So what is behind the scene that makes reg1 to take 4 bytes ?
Full Code Example:
#include "stdio.h"
// Register Structure using char
typedef struct {
// Reg0
struct _reg0_bitfieldsA {
char field0 : 1;
char field1 : 2;
char field2 ;
} reg0;
// Nextreg
char NextReg;
} regfileA_t;
// Register Structure using int
typedef struct {
// Reg1
struct _reg1_bitfieldsB {
int field0 : 1;
int field1 : 2;
char field2 ;
} reg1;
// Reg
char NextReg;
} regfileB_t;
regfileA_t regsA;
regfileB_t regsB;
int main(int argc, char const *argv[])
{
int* ptrA, *ptrB;
printf("sizeof(regsA) == %-0d\n",sizeof(regsA)); // prints 3 - as expected
printf("sizeof(regsB) == %-0d\n",sizeof(regsB)); // prints 8 - why ?
printf("\n");
printf("sizeof(regsA.reg0) == %-0d\n",sizeof(regsA.reg0)); // prints 2 - as epxected
printf("sizeof(regsB.reg0) == %-0d\n",sizeof(regsB.reg1)); // prints 4 - int bit fields tells the struct to use 4 bytes then.
printf("\n");
printf("addrof(regsA.reg0) == 0x%08x\n",(int)(&regsA.reg0)); // 0x0804A028
printf("addrof(regsA.reg1) == 0x%08x\n",(int)(&regsA.NextReg)); // 0x0804A02A = prev + 2
printf("addrof(regsB.reg0) == 0x%08x\n",(int)(&regsB.reg1)); // 0x0804A020
printf("addrof(regsB.reg1) == 0x%08x\n",(int)(&regsB.NextReg)); // 0x0804A024 = prev + 4 - my register is not at the righ place then.
printf("\n");
regsA.reg0.field0 = 1;
regsA.reg0.field1 = 3;
regsA.reg0.field2 = 0xAB;
regsB.reg1.field0 = 1;
regsB.reg1.field1 = 3;
regsB.reg1.field2 = 0xAB;
ptrA = (int*)&regsA;
ptrB = (int*)&regsB;
printf("regsA.reg0.value == 0x%08x\n",(int)(*ptrA)); // 0x0000AB07 (expected)

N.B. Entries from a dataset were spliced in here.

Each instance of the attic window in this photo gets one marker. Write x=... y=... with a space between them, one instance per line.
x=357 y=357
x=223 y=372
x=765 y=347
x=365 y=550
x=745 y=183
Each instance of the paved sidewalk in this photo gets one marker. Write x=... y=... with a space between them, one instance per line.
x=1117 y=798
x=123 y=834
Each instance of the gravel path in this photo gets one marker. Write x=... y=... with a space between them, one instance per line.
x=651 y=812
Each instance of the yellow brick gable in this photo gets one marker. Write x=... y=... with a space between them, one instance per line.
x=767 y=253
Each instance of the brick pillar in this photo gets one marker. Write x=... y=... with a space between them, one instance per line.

printf("regsB.reg0.value == 0x%08x\n",(int)(*ptrB)); // 0x0000AB07 (expected)
return 0;
}
When I first write the struct I expected to get reg1 to take only 2 bytes, hence the next register was at the offset = 2.

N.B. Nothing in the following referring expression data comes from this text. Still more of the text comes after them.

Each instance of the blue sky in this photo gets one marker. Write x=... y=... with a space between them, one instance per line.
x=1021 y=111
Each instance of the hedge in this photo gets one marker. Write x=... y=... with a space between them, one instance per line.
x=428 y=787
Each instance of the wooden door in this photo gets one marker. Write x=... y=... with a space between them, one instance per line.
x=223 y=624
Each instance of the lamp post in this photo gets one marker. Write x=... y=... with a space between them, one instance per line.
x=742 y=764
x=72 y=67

The relevant part of the standard is C11/C17 6.7.2.1p11:
An implementation may allocate any addressable storage unit large enough to hold a bit-field. If enough space remains, a bit-field that immediately follows another bit-field in a structure shall be packed into adjacent bits of the same unit. If insufficient space remains, whether a bit-field that does not fit is put into the next unit or overlaps adjacent units is implementation-defined. The order of allocation of bit-fields within a unit (high-order to low-order or low-order to high-order) is implementation-defined. The alignment of the addressable storage unit is unspecified.
that, in connection with C11/C17 6.7.2.1p5
A. bit-field shall have a type that is a qualified or unqualified version of _Bool, signed int, unsigned int, or some other implementation-defined type. It is implementation-defined whether atomic types are permitted.

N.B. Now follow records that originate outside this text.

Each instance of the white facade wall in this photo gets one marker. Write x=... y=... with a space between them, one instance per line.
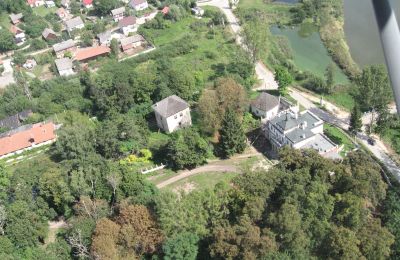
x=141 y=6
x=174 y=122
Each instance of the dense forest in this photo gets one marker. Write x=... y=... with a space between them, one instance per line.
x=305 y=207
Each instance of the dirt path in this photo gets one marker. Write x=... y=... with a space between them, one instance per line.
x=206 y=168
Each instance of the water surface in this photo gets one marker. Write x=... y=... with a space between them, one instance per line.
x=309 y=52
x=362 y=31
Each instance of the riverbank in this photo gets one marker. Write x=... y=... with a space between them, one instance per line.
x=333 y=36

and that you're using char means that there is nothing to discuss in general - for a specific implementation check the compiler manuals. Here's the one for GCC.
From the 2 excerpts it follows that an implementation is free to use absolutely whatever types it wants to to implement the bitfields - it could even use int64_t for both of these cases having the structure of size 16 bytes. The only thing a conforming implementation must do is to pack the bits within the chosen addressable storage unit if enough space remains.
For GCC on System-V ABI on 386-compatible (32-bit processors), the following stands:
Plain bit-fields (that is, those neither signed nor unsigned) always have non- negative values. Although they may have type char, short, int, long, (which can have negative values),
these bit-fields have the same range as a bit-field of the same size
with the corresponding unsigned type. Bit-fields obey the same
size and alignment rules as other structure and union members, with
the following additions:
Bit-fields are allocated from right to left (least to most significant).
A bit-field must entirely reside in a storage unit appropriate for its declared type. Thus a bit-field never crosses its unit boundary.
Bit-fields may share a storage unit with other struct/union members, including members that are not bit-fields. Of course,
struct members occupy different parts of the storage unit.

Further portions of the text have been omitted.